Donald Rosenberg | November 08, 2010
Hubbard Street Dance Chicago exudes energy and finesse
The members of Hubbard Street Dance Chicago appear to be equal to any task a choreographer sets before them. It's a good thing they are. The works in the modern-dance company's repertoire require enormous helpings of dexterity, daring and personality.
Hubbard Street's program Saturday at the Ohio Theatre a presentation of DanceCleveland and Cuyahoga Community College revealed the polish and depth the dancers bring to creations that test body and sometimes soul. It is an electrifying company eager to face every fresh and surprising challenge.
The evening was packed with dance ideas, occasionally too many to maintain coherence. But the results more often than not were arresting and even thrilling, whether the ensemble was immersed in abstraction or hinting at spiritual or human relationships.
Two works by Alejandro Cerrudo, the company's resident choreographer, introduced a vibrant and sensitive creative voice. The first thing you see in "Blanco" is fog, through which four women emerge under white shafts of light.
The fog continues to swirl as the dancers, dressed in gray leotards, perform solo or unison patterns marked by snapping and soaring arm gestures. Set to piano music by Felix Mendelssohn and Charles Valentin Alkan, the two short movements abound in sleek interplay and sculptural beauty.
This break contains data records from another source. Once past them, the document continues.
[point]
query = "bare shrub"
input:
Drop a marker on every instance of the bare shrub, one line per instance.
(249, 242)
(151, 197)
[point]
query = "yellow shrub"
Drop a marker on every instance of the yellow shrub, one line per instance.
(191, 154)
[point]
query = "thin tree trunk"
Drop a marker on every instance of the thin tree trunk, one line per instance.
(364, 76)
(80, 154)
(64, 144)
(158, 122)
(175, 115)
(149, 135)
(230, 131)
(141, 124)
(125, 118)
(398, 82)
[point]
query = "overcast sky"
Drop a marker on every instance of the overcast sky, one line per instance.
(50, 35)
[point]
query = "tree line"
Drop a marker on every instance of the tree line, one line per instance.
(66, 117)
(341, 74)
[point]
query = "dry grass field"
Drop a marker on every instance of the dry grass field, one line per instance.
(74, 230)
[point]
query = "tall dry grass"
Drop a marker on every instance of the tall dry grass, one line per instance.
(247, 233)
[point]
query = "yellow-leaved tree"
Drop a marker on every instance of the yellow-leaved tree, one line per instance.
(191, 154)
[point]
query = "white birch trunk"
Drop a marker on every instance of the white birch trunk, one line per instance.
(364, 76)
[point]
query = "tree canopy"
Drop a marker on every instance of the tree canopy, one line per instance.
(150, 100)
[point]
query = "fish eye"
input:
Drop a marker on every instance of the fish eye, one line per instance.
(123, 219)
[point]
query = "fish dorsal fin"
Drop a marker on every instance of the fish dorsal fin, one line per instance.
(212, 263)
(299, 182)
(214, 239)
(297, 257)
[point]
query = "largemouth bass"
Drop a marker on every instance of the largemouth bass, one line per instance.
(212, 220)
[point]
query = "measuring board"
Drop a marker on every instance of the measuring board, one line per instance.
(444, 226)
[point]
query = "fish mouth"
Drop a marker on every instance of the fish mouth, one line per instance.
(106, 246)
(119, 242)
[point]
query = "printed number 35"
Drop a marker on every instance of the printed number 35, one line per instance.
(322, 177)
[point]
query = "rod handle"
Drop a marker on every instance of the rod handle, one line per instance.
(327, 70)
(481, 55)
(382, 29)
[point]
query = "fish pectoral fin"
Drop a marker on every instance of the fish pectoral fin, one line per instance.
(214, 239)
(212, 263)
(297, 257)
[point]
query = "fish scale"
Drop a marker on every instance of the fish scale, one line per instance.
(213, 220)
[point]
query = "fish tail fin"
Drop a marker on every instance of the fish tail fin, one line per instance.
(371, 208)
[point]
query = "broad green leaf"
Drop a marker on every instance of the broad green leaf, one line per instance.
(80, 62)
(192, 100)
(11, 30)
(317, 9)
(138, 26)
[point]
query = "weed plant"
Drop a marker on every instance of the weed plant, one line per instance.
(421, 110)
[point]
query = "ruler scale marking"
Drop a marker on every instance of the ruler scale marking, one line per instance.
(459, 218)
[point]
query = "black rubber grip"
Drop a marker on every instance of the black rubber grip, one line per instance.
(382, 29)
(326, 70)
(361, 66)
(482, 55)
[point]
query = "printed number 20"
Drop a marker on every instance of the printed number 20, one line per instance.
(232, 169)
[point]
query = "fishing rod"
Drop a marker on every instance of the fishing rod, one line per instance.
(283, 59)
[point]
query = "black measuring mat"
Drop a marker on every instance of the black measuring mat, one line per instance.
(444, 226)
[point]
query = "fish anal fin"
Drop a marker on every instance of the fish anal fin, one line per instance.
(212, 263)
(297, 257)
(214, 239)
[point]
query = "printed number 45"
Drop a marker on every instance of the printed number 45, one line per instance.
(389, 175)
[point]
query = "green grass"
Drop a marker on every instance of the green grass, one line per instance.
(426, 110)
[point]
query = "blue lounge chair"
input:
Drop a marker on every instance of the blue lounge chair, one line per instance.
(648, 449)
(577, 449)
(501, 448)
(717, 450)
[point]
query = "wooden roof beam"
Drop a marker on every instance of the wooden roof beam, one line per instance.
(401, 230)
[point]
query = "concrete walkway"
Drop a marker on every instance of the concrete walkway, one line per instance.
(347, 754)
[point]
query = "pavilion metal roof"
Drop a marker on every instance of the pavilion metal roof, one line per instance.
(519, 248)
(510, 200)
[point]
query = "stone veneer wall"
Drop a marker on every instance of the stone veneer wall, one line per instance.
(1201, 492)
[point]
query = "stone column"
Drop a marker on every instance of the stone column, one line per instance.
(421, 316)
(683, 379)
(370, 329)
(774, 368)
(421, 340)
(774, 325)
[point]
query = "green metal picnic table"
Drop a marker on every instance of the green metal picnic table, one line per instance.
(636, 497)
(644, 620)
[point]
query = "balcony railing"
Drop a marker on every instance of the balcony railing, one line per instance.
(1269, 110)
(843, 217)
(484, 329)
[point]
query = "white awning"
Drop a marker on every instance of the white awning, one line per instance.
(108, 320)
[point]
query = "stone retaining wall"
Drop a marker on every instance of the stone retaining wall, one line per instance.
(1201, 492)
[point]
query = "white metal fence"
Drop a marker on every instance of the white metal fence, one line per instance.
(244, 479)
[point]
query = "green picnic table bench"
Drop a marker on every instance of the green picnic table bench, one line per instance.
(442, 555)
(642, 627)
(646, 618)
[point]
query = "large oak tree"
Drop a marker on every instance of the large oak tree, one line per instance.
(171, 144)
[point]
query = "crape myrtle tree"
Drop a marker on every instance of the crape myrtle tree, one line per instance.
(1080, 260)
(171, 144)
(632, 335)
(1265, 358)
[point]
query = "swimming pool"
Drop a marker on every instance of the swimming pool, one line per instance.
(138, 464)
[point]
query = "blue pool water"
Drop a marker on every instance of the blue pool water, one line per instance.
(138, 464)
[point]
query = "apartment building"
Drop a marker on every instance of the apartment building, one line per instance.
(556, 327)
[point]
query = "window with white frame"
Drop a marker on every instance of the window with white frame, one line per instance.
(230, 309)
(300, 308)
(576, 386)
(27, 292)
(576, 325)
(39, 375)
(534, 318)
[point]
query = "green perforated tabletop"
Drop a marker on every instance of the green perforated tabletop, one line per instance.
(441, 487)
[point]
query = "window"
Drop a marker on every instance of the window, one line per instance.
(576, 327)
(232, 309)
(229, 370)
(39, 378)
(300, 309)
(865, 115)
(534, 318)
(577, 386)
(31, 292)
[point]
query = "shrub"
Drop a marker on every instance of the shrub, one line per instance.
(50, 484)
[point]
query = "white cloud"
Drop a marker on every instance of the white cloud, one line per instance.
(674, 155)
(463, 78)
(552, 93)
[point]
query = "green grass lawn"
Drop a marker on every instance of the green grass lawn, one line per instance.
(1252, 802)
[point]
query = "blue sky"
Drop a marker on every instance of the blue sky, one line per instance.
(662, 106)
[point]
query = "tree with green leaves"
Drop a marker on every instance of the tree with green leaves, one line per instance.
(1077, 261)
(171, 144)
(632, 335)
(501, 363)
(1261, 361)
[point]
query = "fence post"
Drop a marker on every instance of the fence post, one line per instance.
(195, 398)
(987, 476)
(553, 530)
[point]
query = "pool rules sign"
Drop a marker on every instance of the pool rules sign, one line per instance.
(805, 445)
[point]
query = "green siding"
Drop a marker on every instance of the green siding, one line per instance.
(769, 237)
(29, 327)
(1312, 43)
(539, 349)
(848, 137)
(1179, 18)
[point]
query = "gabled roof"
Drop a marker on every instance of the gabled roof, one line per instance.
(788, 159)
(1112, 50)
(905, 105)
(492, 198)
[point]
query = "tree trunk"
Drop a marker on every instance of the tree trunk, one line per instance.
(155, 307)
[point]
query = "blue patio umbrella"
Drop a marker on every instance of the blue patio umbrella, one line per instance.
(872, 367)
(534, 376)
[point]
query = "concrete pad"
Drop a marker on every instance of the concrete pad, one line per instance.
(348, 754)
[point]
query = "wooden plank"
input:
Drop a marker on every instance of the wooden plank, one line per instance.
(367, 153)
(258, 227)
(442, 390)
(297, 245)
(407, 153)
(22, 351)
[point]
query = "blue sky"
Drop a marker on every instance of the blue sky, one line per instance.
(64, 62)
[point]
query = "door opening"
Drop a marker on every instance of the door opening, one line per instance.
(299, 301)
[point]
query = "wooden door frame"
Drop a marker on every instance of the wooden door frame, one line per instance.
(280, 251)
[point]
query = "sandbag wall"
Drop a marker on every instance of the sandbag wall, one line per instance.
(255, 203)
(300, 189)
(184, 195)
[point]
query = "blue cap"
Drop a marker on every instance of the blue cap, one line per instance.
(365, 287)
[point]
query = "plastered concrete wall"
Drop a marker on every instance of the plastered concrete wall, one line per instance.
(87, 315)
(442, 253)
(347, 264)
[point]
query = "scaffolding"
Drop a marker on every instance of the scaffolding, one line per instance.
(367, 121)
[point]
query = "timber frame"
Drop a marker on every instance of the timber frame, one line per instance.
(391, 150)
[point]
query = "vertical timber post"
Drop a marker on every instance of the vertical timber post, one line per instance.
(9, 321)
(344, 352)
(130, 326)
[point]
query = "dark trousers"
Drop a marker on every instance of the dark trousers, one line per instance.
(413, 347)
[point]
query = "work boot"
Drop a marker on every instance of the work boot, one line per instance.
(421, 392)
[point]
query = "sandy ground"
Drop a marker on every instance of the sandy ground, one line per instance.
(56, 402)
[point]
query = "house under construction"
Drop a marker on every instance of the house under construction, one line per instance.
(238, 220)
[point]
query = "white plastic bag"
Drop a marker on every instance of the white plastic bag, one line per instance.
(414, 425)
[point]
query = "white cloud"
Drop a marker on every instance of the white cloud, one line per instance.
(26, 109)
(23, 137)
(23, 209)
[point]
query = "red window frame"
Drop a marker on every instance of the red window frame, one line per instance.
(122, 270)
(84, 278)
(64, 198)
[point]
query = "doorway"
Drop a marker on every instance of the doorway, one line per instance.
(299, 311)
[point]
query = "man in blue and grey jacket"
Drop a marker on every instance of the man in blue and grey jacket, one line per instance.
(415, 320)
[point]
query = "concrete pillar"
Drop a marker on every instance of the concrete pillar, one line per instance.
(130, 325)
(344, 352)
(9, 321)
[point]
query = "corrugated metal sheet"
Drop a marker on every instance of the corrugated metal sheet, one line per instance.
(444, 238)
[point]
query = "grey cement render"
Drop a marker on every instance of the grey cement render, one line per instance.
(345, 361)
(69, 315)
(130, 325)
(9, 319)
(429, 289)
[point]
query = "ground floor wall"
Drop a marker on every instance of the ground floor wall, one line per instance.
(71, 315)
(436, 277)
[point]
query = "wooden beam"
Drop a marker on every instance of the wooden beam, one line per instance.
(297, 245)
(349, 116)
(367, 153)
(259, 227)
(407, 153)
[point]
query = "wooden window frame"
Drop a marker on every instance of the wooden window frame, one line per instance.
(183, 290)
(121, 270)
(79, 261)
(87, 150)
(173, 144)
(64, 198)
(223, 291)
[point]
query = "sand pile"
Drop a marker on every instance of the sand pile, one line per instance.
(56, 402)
The dancers Meredith Dincolo, Laura Halm, Jessica Tong and Robyn Mineko Williams managed the piece's demands with exceptional control and nuance.
Cerrudo's "Deep Down Dos" takes nine dancers through seamless chains of activity to Mason Bates' "Music from Underground Spaces." The score's driving rhythms and touches of sonic nature fuel the choreography, a bold explosion of physical encounters for dancers dressed in black and often performing in silhouette.
Once four women and five men have inhabited every corner of the stage, a couple Ana Lopez and Benjamin Wardell breaks off to enfold in a duet of sensuous lyricism. Choreography, lighting and dance come together in a work of haunting mystery.
The mood is playfully subversive in Victor Quijada's "Physikal Linguistiks," which is crammed with quirky and humorous episodes that sometimes take the dancers past the fourth wall. In the opening sequence, the men push each other's heads, elbows and more in a goofy expansion of movement language that almost spills over into the audience.
Jasper Gahunia's score, a collage of classical and contemporary music, serves as ingenious companion to Quijada's novel mix of spoken and danced sequences. The in-jokes tend to wear out their welcome, but the dancers were gloriously in sync with the work's offbeat aesthetic.
The company also reveled in the fluid and stately duets that pervade Nacho Duato's "Arcangelo," performed to music by Arcangelo Corelli and Alessandro Scarlatti. From the golden walls and tiny pyramids of light to the black curtain that lifts a couple at the end, the piece is a luminous flow of images danced with characteristic Hubbard Street energy and poetry.